Mehr Brücken als Venedig

In der Fuggerstadt lässt es sich eine halbe Stunde Fahrtzeit von München entfernt zum halben Preis wohnen.

Zwei Zimmer, Küche, Bad, 60 Quadratmeter, Jahresmiete ohne Heiz- und Nebenkosten: 88 Cent. Ein Druckfehler? Nein! Ein Traum? Nicht in Augsburg, sondern Wirklichkeit für 150 Menschen. Sie leben in der ältesten Sozialsiedlung der Welt. Gestiftet hat das 1521 erbaute und über die Jahrhunderte immer wieder modernisierte Quartier Jakob Fugger, seinerzeit einer der reichsten Männer Europas. Seine Stiftung hält bis heute die Miete von umgerechnet einem Rheinischen Gulden stabil. Einziehen darf jedoch nur, wer unverschuldet in Not geraten ist und verspricht, dreimal am Tag für den verstorbenen Stifter zu beten.

Allen anderen Wohnungssuchenden bleibt nichts anderes übrig, als ein Vielfaches an Miete zu zahlen. Doch wer das Preisniveau in deutschen Millionenstädten kennt, wird über Mieten in Bayerns drittgrößter Stadt milde lächeln. Die sind zwar 2012 um sieben Prozent gestiegen. Doch in den teuersten Straßenzügen um die Basilika St. Ulrich kostete die Wohnung laut vdp Research im Schnitt nur 7,75 Euro pro Quadratmeter Monatsmiete.
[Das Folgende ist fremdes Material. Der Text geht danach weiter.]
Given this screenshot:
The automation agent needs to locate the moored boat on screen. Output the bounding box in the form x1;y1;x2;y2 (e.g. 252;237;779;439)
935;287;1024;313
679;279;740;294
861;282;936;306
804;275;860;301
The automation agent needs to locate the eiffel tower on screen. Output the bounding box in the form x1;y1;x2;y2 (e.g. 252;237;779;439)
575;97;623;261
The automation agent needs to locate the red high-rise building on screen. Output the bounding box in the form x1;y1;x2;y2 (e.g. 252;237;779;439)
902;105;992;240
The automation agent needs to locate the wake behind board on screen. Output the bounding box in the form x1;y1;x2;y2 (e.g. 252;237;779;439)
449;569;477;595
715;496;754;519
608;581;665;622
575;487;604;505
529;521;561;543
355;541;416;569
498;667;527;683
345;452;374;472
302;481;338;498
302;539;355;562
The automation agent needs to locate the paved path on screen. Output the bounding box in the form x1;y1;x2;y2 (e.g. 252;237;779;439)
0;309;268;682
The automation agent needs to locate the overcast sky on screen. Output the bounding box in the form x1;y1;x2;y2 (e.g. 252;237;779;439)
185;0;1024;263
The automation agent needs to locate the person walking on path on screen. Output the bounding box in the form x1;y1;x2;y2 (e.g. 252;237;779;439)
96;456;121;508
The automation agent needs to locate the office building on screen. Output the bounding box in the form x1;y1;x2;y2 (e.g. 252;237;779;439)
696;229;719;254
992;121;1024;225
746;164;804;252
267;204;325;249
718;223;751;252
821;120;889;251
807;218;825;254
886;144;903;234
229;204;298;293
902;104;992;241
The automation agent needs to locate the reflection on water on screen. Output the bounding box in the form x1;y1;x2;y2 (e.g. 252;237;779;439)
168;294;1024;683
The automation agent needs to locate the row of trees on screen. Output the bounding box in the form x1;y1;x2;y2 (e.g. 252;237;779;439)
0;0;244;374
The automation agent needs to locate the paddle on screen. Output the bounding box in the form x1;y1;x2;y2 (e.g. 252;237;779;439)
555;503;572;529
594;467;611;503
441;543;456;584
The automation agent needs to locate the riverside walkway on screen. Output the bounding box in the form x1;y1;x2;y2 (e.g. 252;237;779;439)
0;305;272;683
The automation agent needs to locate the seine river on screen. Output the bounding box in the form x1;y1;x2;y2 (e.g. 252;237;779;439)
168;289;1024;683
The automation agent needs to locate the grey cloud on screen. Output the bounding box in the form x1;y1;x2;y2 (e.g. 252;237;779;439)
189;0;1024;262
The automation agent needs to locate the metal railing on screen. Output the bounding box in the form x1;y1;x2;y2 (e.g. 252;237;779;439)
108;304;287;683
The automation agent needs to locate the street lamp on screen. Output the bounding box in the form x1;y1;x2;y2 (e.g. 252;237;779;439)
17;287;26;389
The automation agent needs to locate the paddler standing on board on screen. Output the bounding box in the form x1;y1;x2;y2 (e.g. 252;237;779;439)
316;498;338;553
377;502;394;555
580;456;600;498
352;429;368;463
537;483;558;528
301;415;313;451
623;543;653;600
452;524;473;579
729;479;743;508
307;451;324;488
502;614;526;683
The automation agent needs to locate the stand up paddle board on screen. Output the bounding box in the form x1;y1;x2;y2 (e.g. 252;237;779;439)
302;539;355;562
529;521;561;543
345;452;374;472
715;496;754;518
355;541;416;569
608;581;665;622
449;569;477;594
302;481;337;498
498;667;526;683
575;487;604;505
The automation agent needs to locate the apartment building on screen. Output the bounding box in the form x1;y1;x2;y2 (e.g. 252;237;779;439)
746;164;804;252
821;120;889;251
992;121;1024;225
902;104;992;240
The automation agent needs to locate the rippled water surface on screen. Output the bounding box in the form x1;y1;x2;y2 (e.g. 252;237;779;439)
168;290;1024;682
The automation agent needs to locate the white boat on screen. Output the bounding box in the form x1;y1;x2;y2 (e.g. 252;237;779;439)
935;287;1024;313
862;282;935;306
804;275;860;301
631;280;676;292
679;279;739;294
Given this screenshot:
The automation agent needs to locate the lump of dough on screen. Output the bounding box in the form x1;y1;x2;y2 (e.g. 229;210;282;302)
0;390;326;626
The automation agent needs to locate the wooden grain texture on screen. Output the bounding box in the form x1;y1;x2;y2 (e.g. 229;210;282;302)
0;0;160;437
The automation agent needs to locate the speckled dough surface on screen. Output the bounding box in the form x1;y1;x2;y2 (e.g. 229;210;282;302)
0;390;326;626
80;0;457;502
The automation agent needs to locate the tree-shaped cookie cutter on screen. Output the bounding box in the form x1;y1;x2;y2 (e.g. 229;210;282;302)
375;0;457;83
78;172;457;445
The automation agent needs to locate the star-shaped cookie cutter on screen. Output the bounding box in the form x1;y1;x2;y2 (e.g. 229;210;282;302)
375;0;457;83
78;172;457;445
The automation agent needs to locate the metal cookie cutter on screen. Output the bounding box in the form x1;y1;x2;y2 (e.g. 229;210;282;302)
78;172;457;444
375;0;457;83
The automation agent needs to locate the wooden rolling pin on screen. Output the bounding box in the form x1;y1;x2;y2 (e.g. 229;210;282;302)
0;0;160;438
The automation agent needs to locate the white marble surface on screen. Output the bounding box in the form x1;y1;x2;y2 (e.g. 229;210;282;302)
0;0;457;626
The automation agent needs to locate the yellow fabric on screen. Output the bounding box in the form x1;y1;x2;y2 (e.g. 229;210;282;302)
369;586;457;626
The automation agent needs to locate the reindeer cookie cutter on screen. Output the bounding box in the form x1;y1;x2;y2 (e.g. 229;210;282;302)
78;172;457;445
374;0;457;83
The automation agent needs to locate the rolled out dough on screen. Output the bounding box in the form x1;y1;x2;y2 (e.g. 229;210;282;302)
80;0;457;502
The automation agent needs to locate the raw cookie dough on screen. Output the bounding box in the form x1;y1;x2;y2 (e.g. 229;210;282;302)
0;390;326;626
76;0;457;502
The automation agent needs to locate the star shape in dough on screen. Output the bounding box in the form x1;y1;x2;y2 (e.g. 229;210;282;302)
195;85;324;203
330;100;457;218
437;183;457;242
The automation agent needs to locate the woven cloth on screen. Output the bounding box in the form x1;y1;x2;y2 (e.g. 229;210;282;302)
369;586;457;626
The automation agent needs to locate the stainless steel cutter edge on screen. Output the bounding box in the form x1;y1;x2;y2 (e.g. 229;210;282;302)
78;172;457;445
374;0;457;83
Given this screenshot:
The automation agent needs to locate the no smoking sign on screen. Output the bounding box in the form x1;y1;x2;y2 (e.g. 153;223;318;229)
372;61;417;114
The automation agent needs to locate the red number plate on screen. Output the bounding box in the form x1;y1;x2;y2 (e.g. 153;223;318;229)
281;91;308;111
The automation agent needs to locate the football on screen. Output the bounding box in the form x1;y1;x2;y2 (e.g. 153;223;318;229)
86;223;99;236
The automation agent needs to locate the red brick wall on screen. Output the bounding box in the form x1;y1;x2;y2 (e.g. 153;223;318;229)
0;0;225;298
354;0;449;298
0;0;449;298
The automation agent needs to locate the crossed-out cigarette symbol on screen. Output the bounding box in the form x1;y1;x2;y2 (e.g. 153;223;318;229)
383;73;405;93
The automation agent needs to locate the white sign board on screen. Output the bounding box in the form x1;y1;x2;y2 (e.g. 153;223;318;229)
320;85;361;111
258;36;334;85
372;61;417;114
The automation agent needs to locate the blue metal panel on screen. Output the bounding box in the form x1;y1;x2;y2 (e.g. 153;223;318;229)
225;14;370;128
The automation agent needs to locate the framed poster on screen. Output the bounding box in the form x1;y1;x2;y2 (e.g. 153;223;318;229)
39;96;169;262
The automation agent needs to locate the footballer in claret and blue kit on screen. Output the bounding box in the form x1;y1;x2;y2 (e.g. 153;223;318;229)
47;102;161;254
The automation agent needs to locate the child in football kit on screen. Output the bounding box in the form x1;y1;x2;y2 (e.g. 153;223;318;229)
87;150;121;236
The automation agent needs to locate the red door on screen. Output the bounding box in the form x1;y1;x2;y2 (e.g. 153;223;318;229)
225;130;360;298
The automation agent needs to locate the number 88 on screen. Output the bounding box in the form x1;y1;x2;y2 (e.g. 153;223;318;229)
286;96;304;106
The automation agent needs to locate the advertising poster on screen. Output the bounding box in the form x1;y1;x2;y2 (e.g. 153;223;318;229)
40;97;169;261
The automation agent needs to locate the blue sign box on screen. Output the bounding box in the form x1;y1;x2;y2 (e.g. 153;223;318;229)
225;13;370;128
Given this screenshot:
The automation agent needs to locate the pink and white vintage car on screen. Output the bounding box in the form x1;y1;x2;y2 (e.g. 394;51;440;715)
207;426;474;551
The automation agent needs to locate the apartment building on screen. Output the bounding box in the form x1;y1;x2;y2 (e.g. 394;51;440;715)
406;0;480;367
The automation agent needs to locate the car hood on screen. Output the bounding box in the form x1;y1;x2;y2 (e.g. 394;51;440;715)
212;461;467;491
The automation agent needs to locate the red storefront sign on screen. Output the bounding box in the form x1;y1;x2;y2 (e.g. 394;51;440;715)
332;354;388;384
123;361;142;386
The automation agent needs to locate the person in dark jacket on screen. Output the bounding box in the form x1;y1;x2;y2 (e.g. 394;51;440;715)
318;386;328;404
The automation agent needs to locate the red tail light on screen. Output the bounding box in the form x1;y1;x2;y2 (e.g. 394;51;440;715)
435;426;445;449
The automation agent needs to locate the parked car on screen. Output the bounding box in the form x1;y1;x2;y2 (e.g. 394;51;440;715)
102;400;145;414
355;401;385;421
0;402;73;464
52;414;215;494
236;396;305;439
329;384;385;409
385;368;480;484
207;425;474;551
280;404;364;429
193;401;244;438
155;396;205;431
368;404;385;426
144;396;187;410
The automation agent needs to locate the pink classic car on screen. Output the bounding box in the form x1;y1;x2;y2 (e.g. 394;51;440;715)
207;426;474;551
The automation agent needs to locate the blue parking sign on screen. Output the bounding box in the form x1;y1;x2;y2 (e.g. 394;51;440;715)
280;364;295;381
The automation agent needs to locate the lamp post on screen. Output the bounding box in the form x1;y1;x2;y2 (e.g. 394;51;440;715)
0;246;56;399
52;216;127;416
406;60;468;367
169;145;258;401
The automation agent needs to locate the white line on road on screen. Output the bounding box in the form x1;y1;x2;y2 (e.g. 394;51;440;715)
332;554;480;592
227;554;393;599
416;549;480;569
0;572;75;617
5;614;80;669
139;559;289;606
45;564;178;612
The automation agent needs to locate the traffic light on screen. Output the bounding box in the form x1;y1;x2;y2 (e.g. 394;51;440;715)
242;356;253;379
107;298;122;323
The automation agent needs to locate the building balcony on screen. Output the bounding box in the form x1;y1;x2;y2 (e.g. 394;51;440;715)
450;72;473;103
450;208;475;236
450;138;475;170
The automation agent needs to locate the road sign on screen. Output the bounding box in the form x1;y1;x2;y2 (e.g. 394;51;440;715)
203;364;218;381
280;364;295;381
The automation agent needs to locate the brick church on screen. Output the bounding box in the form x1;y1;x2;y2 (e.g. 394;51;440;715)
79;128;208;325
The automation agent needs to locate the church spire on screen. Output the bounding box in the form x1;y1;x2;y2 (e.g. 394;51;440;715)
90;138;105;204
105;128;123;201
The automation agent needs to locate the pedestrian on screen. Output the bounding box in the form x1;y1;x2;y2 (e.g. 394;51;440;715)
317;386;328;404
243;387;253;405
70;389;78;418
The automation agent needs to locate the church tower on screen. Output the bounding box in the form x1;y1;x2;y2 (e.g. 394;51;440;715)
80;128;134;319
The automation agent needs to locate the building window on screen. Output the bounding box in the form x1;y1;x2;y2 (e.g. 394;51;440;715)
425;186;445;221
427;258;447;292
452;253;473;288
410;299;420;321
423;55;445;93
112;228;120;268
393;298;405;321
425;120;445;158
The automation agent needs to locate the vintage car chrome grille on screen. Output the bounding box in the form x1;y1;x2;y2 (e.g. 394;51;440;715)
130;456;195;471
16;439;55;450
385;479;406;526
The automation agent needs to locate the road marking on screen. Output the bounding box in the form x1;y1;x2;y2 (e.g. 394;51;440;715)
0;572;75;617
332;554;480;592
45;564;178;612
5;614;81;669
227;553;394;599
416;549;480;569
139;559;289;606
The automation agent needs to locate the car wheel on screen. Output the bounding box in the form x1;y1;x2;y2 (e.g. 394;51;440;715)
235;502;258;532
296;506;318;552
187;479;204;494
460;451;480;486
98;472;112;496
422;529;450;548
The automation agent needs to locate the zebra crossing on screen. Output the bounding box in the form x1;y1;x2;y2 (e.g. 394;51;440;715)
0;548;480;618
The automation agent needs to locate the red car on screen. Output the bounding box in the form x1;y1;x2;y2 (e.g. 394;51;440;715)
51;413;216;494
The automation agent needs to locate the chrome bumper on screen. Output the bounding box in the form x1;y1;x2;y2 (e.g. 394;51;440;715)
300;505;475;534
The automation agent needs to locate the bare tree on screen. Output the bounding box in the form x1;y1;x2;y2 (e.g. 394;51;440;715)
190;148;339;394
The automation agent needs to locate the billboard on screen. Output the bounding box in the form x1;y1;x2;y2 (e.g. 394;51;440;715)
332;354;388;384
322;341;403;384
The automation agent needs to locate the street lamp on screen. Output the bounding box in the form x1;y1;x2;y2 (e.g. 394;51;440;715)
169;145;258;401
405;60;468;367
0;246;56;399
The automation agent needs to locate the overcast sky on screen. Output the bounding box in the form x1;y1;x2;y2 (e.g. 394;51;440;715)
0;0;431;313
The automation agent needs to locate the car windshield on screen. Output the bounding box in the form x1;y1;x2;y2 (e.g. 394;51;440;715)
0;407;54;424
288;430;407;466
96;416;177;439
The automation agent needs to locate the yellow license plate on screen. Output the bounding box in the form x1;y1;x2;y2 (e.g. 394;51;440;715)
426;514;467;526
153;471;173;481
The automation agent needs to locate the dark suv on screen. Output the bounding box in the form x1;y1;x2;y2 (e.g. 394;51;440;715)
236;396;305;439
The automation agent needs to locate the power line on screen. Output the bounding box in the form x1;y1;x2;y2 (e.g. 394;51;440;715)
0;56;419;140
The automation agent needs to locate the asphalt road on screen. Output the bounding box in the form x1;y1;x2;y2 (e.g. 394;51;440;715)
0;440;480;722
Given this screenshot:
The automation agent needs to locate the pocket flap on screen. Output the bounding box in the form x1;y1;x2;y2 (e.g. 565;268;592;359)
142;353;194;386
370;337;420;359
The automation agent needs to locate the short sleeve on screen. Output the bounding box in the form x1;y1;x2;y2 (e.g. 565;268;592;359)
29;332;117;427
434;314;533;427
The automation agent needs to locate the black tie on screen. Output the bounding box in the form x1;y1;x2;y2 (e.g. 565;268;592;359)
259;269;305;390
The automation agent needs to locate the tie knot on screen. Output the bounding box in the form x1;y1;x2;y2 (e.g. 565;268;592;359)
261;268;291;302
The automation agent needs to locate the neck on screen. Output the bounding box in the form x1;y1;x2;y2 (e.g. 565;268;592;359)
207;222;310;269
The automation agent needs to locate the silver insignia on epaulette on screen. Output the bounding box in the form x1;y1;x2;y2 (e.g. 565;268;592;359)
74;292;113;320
"Wir vergleichen uns gern mit München, dabei haben auch wir einen erstklassigen Fußballverein, eine erstklassige Eishockey-Mannschaft, wir haben eine historische Innenstadt, große Festivals, und im Sommer laden zahlreiche Badeseen zum Schwimmen ein", preist Andreas Klein, Leiter des Immobiliencenters der Stadtsparkasse Augsburg, seine Heimat. Was er sagen will: Das Selbstbewusstsein der bayerischen Schwaben leidet unnötigerweise unter dem "Mia-san-mia"-Gehabe der Oberbayern in der Landeshauptstadt.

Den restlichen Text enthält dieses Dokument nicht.